Sounding A Cautionary Note
“Internationalism” is a term that, like so much that aspires to the global, allows different regional and local interpretations. In modern European history, the term was first used in the 1860s and has tended to be associated with the communist project. Yet in recent years, it has been widely rejected for that reason in the name of national political and cultural interests. In the United States, by contrast, the term has been used for several decades to refer to a broadly open, liberal view of the U.S. role in the world. The term applies as much in matters of trade and investment as it does in security issues and carries few cultural associations.
J. Ørstrom Møller—the author of this book, an official in the Danish foreign ministry, and recently ambassador to Singapore—does not define the term, but he is a committed “internationalist” in a broadly liberal sense. He draws on what he sees as the achievements of international institutions and European unification since 1945, and lays his hopes on the strengthening of institutions of global governance. His argument is clear: the internationalism of the past half century has achieved a great deal, especially in West European integration, and could achieve much more. The end of the Cold War, the globalization of the world economy, and a certain elite learning process have all provided a favorable context for taking this further.
But there are worrying signs, which, if allowed to continue, will threaten and could reverse that process. Free trade threatens employment. Migration, which is economically necessary, provokes a populist counterreaction. The spread of a media culture, within and among states, is determined by the values and profits of “entertainment” risks and undermines the political culture on which democracy and a functioning set of international institutions rest.
Møller’s argument on the crisis of the welfare state, and the link between this and the pressures of internationalized economy, is apposite. He says some particularly perceptive things about the new global elite, which is certainly internationalist in spirit and aspiration, but which runs the risk of losing touch with the rest of its populations. He is no simple believer in the social and political effects of communications technology.
In his final chapter, Møller lays out what the alternatives to such a promotion of internationalism could entail.

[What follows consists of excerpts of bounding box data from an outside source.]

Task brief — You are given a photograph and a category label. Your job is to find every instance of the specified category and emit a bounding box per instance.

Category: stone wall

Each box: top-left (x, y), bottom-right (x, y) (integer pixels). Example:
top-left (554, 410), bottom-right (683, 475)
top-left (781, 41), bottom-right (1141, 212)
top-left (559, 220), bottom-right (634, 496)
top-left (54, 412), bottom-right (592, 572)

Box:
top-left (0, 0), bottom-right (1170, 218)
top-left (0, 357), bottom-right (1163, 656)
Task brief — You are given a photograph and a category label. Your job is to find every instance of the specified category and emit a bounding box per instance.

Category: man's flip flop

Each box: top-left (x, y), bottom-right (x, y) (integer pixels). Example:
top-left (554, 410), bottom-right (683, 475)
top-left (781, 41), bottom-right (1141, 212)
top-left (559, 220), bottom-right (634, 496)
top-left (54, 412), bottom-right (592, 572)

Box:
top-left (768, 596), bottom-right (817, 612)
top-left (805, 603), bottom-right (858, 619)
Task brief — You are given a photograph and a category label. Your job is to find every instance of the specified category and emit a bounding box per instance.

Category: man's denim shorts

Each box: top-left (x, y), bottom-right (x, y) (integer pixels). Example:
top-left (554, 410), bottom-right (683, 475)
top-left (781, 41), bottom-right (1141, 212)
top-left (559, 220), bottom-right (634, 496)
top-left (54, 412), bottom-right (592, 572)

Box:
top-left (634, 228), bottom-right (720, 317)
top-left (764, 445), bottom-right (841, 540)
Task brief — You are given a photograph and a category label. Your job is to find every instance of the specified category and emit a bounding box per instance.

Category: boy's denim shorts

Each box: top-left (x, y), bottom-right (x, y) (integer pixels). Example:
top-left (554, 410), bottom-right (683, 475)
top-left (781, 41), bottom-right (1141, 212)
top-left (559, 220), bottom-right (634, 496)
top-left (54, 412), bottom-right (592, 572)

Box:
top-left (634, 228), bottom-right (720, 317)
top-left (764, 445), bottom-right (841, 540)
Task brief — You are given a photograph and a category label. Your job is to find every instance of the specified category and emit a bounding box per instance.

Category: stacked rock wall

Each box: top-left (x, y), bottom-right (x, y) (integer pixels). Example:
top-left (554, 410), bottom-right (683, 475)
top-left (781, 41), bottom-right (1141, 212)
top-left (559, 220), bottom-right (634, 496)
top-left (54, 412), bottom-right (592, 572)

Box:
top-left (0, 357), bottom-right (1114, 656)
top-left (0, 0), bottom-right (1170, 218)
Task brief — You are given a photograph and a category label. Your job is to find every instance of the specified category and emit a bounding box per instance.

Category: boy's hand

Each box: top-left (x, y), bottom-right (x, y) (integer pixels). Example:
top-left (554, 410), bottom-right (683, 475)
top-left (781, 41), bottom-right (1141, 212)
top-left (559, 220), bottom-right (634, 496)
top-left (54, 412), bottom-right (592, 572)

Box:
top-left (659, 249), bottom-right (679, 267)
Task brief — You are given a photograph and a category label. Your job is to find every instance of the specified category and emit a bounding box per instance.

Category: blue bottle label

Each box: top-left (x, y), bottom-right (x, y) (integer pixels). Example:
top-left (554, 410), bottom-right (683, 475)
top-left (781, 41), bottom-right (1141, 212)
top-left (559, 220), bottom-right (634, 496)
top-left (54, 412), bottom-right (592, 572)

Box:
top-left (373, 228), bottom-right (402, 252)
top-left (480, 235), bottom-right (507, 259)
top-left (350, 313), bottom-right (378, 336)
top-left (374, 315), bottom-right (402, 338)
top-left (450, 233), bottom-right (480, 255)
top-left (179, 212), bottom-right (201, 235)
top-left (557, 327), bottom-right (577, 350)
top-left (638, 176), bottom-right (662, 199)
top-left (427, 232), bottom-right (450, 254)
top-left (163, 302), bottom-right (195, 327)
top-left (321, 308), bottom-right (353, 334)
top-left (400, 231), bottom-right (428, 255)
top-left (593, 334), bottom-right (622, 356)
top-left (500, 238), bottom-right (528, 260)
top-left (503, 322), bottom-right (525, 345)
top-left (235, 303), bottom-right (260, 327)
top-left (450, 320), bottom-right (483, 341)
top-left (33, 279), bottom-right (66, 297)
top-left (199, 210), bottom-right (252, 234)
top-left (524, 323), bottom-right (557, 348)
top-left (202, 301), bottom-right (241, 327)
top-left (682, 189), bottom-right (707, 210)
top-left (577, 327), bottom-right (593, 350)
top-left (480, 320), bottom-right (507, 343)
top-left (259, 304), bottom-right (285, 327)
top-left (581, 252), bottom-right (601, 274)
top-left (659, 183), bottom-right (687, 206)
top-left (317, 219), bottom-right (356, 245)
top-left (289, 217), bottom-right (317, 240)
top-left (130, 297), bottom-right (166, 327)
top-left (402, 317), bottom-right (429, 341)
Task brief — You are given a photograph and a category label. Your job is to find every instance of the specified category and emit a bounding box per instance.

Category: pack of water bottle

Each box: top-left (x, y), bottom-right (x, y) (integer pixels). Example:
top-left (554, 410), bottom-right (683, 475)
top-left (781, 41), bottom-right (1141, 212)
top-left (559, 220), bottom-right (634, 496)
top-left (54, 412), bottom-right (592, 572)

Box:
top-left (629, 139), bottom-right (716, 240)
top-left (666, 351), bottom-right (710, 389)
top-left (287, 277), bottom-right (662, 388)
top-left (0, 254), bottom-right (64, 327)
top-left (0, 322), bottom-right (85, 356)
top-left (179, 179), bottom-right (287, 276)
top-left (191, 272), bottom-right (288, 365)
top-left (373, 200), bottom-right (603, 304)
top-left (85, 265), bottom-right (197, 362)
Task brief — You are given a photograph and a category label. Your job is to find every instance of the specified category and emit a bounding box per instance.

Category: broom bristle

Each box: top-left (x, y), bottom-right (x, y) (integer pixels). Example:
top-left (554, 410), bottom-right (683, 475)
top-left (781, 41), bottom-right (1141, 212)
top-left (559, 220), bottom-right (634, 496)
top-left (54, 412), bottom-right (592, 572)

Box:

One possibility looks remarkably like the 1930s. In it is chaos in which international institutions lose their power, aggression becomes more common, autarchy prevails, and international cooperation ceases. A second possibility, of which he remains nonetheless skeptical, is a clash of civilizations. A third is the regrouping of nation-states in which between five and ten larger states would divide the world among them. His fourth and most probable outcome is what he calls the “joker.” It is a kind of muddling through, in which a generation from now the world would look much as it does now, but would be much more overtly under the control of the stronger states: the nationalism of a few powerful countries would prevail. This last outcome is not catastrophic but would, he argues, be far from the internationalism that has driven world affairs since World War II.
Møller has written a thoughtful, perceptive book. We can sense at times the critical wisdom of the diplomatic confidence or the sharp observation of local states that his position allows. In chapter 6, he proclaims the end of several pillars of our time: the nation-state, nonintervention, unanimous decisionmaking, Anglo-Saxon dominance, political parties, the free lunch. At times, the argument slips into platitude, such as the bullet points of the global conference center. The editing of the English text also could have been more vigilant. The book is short on statistics, intermittent in its use of history, too silent about corruption and the distortions of democracy and states by money, and euphemistic about powerful states.
There are several more substantive difficulties with this book. First, the contrast between the internationalism of the past decades and the joker scenario Møller sees for the future may not be that great. The lessons of the Cold War, the Franco-German domination of European unification, and the U.S. hegemony of globalization show that the role of powerful states may be far larger and their pursuit of national interest greater than he suggests. There are arguments for this role if the alternative is chaos, but it is perhaps naïve to present the second half of the twentieth century as a period of liberal internationalism.
Second, by dint of timing, his professional position, and possibly his inclination, Møller very much downplays the role of pressure from below. Whether such pressure comes from national and social protest movements of recent decades or the more recent globalized, anticapitalist protests that have greeted meetings of the World Trade Organization, World Bank, and International Monetary Fund, these would be the first to present themselves as internationalist, but in a more robust, traditional European sense of the term than Møller espouses. His calm appeal for international order also avoids the now very widespread sense associated with the end of the Cold War of hostility to the use of force and sanctions in international disputes. Moreover, his discussion of sanctions (pp. 178, 187) is innocent of the kind of questions that the late 1990s have forced to the front of the agenda.
Møller’s warning about the threats to global cooperation is timely and to the point. Too much discussion of global governance, global civil society, and European integration rests on a view of history as necessarily moving in the desired direction. Unlike many authors who have seized the challenge of the post–Cold War world, Møller does not offer a dramatic, simplified answer. Rather, he suggests that a measured defense of what has been achieved and a certain unease about contemporary trends is in order. His calm tone in this regard is welcome—better this approach than the histrionics of a Samuel Huntington, a Robert Kaplan, or The Economist on one of its more excitable days.